# protecting......PLANTS!



## ann schnerre (Aug 24, 2006)

does anyone have ideas for training my dog to leave container-grown plants ALONE?

last year he would get bored if he was outside and i was in, pull my plants out of the containers, then play w/containers & plants.

the easy is : don't leave him out unsupervised. but he enjoys just being out there where he can survey his domain. plus, i can see the deck out the window, but he always seemed to wait until i was otherwise occupied and took my eyes off him for 3 minutes (the little sneak).

the ideal: an e-collar, but there's no $$ for one right now.

i was thinking about bitter apple on the plants/containers, but wonder if anyone has any other ideas?


----------



## Connie Sutherland (Mar 27, 2006)

A soapy spray?


----------



## ann schnerre (Aug 24, 2006)

that might be worth a try--he IS AWFULLY picky about what he'll eat. it can get kinda comical--when he was about 5 mo old we were at training, and this guy offered him some bacon (his treats), brix picked it up, then spat it out and wouldn't have anything else to do with it


----------



## Bob Scott (Mar 30, 2006)

There are a number of products on the market that are made to keep rabbits, deer, etc from nibbling on plants. I suspect they would work for dogs also. 
Personelly, any critter, human or dog, that doesn't like bacon should be put out of it's misery.


----------



## Jeff Oehlsen (Apr 7, 2006)

Does he eat the plants, or does he play with the containers?? If it is the containers,then look into concrete.


----------



## ann schnerre (Aug 24, 2006)

oh, he plays with the plants, tossing them around, breaking their poor "backs", etc, etc. then, when they quit amusing him, he grabs the containers and drags them around til most of the soil's gone, growling at them.
concrete may be the best option for the containers, as he will pick up and drag out 5-gal containers that probly weigh 45-50 lbs with no problem...
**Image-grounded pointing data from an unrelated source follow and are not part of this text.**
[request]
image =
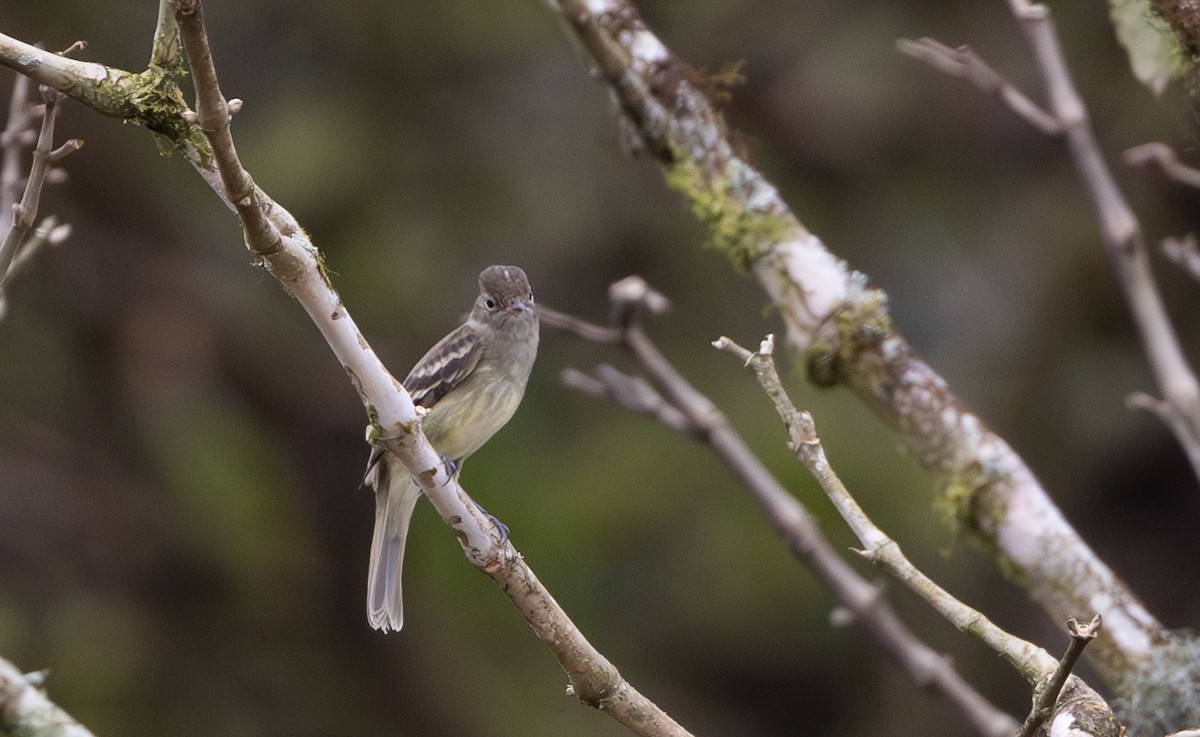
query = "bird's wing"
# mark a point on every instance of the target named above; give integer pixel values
(444, 366)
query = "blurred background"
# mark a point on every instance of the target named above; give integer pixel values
(184, 540)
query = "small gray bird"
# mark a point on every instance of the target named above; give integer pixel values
(471, 383)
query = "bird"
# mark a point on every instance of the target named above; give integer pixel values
(471, 383)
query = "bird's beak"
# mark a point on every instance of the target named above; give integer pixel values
(519, 306)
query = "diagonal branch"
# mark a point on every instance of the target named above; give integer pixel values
(24, 708)
(669, 397)
(1086, 711)
(965, 64)
(1120, 229)
(844, 330)
(291, 257)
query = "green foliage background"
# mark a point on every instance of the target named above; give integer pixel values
(183, 541)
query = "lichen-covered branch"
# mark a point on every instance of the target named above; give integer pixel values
(27, 712)
(844, 329)
(669, 397)
(1120, 229)
(285, 250)
(1084, 713)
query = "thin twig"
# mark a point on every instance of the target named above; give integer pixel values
(1119, 226)
(1161, 156)
(843, 327)
(288, 255)
(1185, 252)
(25, 709)
(1043, 705)
(965, 64)
(24, 213)
(670, 399)
(1120, 229)
(1031, 661)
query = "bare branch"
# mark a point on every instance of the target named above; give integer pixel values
(24, 708)
(1087, 711)
(1186, 252)
(271, 233)
(1161, 156)
(1120, 229)
(24, 213)
(671, 400)
(965, 64)
(845, 333)
(1043, 703)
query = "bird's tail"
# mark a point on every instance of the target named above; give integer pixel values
(396, 495)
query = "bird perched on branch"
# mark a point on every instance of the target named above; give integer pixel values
(471, 384)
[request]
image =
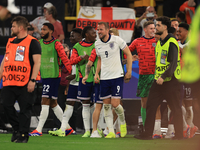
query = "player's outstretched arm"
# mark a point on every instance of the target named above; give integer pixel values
(87, 71)
(36, 68)
(127, 76)
(1, 68)
(96, 77)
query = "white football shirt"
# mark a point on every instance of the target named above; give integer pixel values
(111, 64)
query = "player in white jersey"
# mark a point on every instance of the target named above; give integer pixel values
(111, 75)
(187, 99)
(65, 129)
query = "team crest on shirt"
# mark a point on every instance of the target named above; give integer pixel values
(154, 44)
(19, 56)
(111, 45)
(7, 56)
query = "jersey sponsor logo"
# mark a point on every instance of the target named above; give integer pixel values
(13, 77)
(111, 45)
(162, 68)
(163, 57)
(15, 68)
(7, 56)
(154, 44)
(19, 56)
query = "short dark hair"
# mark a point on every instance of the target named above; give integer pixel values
(104, 23)
(85, 30)
(171, 30)
(77, 30)
(184, 25)
(174, 20)
(20, 20)
(165, 21)
(52, 10)
(65, 45)
(49, 25)
(181, 15)
(147, 23)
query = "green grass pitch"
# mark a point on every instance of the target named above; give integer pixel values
(76, 142)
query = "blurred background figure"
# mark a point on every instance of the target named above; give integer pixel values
(38, 22)
(51, 16)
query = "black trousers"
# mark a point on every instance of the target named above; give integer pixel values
(169, 91)
(19, 121)
(62, 103)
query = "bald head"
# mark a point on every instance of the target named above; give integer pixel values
(150, 9)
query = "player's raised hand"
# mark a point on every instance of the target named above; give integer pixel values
(85, 57)
(70, 77)
(96, 78)
(135, 57)
(127, 77)
(84, 79)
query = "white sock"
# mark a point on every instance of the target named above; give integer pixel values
(184, 116)
(157, 129)
(108, 117)
(66, 116)
(43, 117)
(120, 113)
(170, 128)
(58, 112)
(189, 116)
(86, 116)
(99, 122)
(117, 125)
(169, 112)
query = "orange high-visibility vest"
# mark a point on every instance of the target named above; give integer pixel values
(17, 68)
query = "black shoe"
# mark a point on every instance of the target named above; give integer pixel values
(177, 138)
(22, 139)
(143, 137)
(15, 136)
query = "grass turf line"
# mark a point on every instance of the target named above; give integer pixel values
(76, 142)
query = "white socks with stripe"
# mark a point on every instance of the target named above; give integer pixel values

just thought of this: he'd probly end up breaking his teeth TRYIN to move concrete......


----------



## Lacey Vessell (Nov 18, 2006)

My two pups are the same way with plants and young trees whether they are in the ground or in containers...I bought a roll of wire fencing (pretty cheap) and placed it around my containers as well as the shrubs/young trees that were also in the ground. It was definitely worth the try as inexpensive as it was, although I did think they would mess with the fencing at first, but no problems since.


----------



## Lisa Maze (Mar 30, 2007)

I have tested just about every spray, granule etc. designed to repel dogs and none work well period, especially outside. 

For me the number one solution is a FiShock system. You can get a starter kit for about $100 bucks. It is just a scaled down version of livestock fencing and is available with solar or plug in power and a variety of types of attachment (to run it along chain link, on wooden fences, in the ground etc.) The beauty of the FiShock system is two-fold. One it does not require a training period like the invisible fence...it is pretty simple...touch the wire, get shocked. Two, after a few corrections dogs generally avoid the wire and do not check to see if it is charged so you can use dead wire (not attached to a power source) to keep them away from other parts of the yard.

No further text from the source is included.